God took this small step toward Him and used it in a way I never could have predicted. At first, I attended and participated because I just felt like I should, but I didn’t expect much. After a few weeks though, I realized that I was just going through motions. I decided that I needed to really put this search as my priority. I skipped breakdance practice that week and attended prayer meeting, still unsure if anything would happen. But as I sat there in First Pres, and the guided prayer led into returning to the cross and experiencing grace, I couldn’t help but break down into tears, as I reflected on the fact that God had been waiting for me to return to Him and that He forgave my sins in full through what happened on the cross. Christ, still willing to love and forgive, bore my burdens and guilt, my ruined relationships with my family and friends, my selfishness, my rebelliousness, my destructiveness, my deceitfulness, and my seemingly hopeless condemnation and overcame it. I prayed to God repenting of my sins and then and there, I resolved to live a life committed to God, truly faithful, to live by the truth, and to no longer live on rushes and emotions.

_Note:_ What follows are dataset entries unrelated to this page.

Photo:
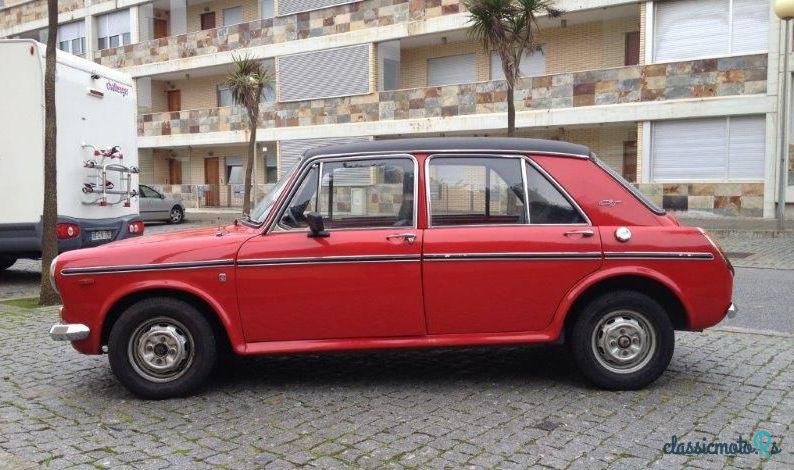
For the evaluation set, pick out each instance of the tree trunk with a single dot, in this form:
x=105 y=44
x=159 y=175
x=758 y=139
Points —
x=511 y=111
x=49 y=241
x=249 y=167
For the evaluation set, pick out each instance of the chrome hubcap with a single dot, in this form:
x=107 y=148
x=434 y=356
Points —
x=624 y=341
x=161 y=349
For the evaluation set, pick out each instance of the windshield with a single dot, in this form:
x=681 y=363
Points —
x=260 y=212
x=630 y=187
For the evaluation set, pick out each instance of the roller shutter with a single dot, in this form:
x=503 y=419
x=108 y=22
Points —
x=688 y=29
x=290 y=151
x=452 y=70
x=288 y=7
x=323 y=74
x=720 y=149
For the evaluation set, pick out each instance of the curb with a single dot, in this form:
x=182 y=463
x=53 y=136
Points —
x=751 y=331
x=12 y=461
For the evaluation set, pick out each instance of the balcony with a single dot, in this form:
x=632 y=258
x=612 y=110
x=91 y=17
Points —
x=334 y=20
x=20 y=12
x=730 y=76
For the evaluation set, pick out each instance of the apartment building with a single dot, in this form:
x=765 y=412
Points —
x=679 y=96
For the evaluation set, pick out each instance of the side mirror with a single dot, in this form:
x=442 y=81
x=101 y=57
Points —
x=316 y=225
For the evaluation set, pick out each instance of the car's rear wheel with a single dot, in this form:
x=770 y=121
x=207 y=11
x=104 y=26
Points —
x=162 y=348
x=623 y=340
x=6 y=262
x=176 y=216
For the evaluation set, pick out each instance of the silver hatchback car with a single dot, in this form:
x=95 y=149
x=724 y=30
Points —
x=154 y=206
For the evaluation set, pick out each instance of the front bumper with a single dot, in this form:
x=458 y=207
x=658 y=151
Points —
x=69 y=332
x=732 y=310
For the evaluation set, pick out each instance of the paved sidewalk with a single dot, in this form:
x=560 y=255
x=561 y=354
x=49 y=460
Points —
x=758 y=249
x=509 y=407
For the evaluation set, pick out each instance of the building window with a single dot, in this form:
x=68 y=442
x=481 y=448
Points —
x=718 y=149
x=271 y=167
x=71 y=37
x=232 y=16
x=343 y=71
x=266 y=9
x=234 y=172
x=224 y=95
x=533 y=64
x=113 y=29
x=452 y=70
x=689 y=29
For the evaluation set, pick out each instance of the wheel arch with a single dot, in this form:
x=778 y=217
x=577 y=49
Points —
x=656 y=287
x=220 y=324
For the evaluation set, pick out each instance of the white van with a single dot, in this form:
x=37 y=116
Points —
x=97 y=156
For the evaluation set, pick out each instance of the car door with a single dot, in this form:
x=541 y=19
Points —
x=362 y=280
x=146 y=203
x=496 y=260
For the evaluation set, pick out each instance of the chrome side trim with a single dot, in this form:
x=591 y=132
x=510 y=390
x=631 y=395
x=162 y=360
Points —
x=514 y=256
x=305 y=168
x=460 y=151
x=69 y=332
x=329 y=260
x=732 y=310
x=671 y=255
x=130 y=268
x=523 y=158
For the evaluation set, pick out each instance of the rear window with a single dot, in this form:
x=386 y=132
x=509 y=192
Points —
x=629 y=187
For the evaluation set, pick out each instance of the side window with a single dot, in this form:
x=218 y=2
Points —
x=147 y=191
x=303 y=202
x=476 y=191
x=356 y=194
x=547 y=205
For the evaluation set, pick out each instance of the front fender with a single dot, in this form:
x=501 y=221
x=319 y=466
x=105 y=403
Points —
x=226 y=310
x=560 y=315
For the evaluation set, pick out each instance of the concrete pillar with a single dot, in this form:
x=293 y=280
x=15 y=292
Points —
x=145 y=22
x=90 y=37
x=178 y=12
x=135 y=31
x=143 y=87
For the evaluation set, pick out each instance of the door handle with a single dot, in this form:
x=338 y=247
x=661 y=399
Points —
x=407 y=237
x=586 y=233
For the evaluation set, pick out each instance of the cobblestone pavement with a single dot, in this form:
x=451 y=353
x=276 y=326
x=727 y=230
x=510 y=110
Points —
x=506 y=407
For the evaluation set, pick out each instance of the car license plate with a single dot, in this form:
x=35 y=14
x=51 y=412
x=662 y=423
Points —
x=100 y=235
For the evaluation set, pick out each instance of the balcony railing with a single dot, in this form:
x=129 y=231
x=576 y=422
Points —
x=730 y=76
x=30 y=11
x=327 y=21
x=20 y=12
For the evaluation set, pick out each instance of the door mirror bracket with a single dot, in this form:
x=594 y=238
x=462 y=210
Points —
x=316 y=225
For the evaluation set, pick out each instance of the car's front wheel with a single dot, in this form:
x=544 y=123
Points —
x=176 y=216
x=6 y=262
x=623 y=340
x=161 y=348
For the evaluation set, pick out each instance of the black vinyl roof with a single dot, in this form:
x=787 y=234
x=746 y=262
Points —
x=452 y=144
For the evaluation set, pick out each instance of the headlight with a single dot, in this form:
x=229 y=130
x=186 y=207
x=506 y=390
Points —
x=52 y=275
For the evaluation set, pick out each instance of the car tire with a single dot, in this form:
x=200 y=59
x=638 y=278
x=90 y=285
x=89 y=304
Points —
x=6 y=262
x=162 y=348
x=176 y=216
x=623 y=340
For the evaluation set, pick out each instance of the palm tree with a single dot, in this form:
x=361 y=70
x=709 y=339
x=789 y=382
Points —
x=508 y=28
x=49 y=241
x=246 y=84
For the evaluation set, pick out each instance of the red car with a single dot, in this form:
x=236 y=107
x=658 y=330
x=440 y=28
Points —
x=406 y=244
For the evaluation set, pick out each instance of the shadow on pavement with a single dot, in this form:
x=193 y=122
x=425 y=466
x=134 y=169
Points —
x=412 y=367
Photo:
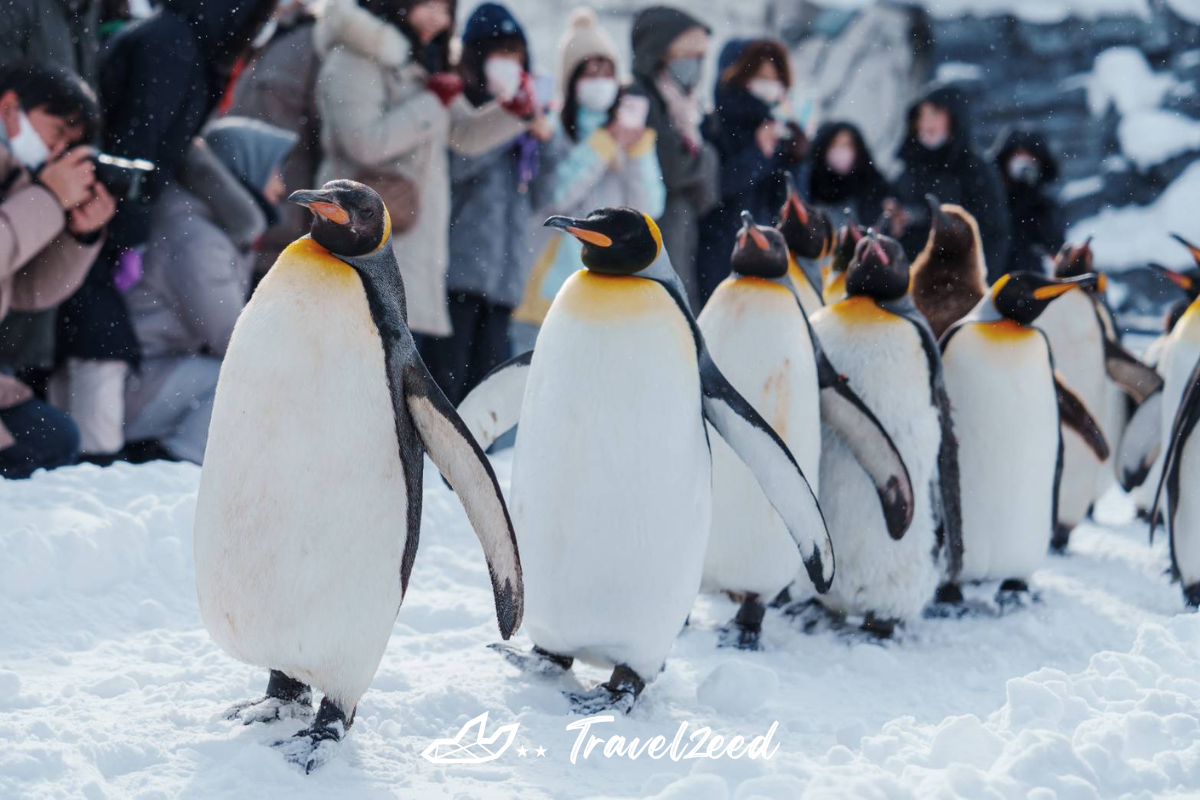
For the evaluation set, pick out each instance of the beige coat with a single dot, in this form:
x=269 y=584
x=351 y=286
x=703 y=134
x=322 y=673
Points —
x=377 y=114
x=41 y=264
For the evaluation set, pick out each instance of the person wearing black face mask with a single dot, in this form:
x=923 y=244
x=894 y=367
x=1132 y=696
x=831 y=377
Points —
x=1027 y=169
x=669 y=54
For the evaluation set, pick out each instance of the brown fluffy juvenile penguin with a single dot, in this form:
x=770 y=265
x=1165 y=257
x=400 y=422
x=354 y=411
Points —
x=949 y=276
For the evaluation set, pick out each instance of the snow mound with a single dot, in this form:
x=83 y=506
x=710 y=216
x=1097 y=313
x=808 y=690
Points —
x=1150 y=137
x=1134 y=235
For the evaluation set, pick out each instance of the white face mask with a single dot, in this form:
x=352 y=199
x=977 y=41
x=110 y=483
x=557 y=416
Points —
x=28 y=145
x=503 y=77
x=841 y=160
x=597 y=94
x=767 y=90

Things started off shaky, of course, as I was unsure of how to live a Christian life; it was completely different from everything I’ve ever known. But now, I can say for sure that I can’t go back. There is no other choice for me. I am in desperate need of God’s grace; it has given me purpose, confidence, and complete fulfillment. He has shown me love, and has therefore taught me how to love, live in community with the church and my peers, to repair my old relationships, to live my life sacrificially, and has caused me to hunger for more of Him though time spent in the word, prayer, service, fellowship, seeking guidance, and battling sin, which I can now do through His power. He’s blessed me beyond what I deserve and given me glimpses of his vision for me, as I take Christian living seriously and am convicted more and more of my pride, arrogance, lusts, lack of seriousness, lack of love, anger, and isolation. The realizations of my shortcomings, and helplessness to overcome them alone, cause greater dependence on my God, and my greater dependence only leads to a greater realization of His faithfulness. Now, although I have so far left to go, I know for sure that I want nothing else but to serve my God and live under His grace, choosing Him every moment and getting to know Him more and more intimately, as everything else is meaningless apart from my Sovereign Lord.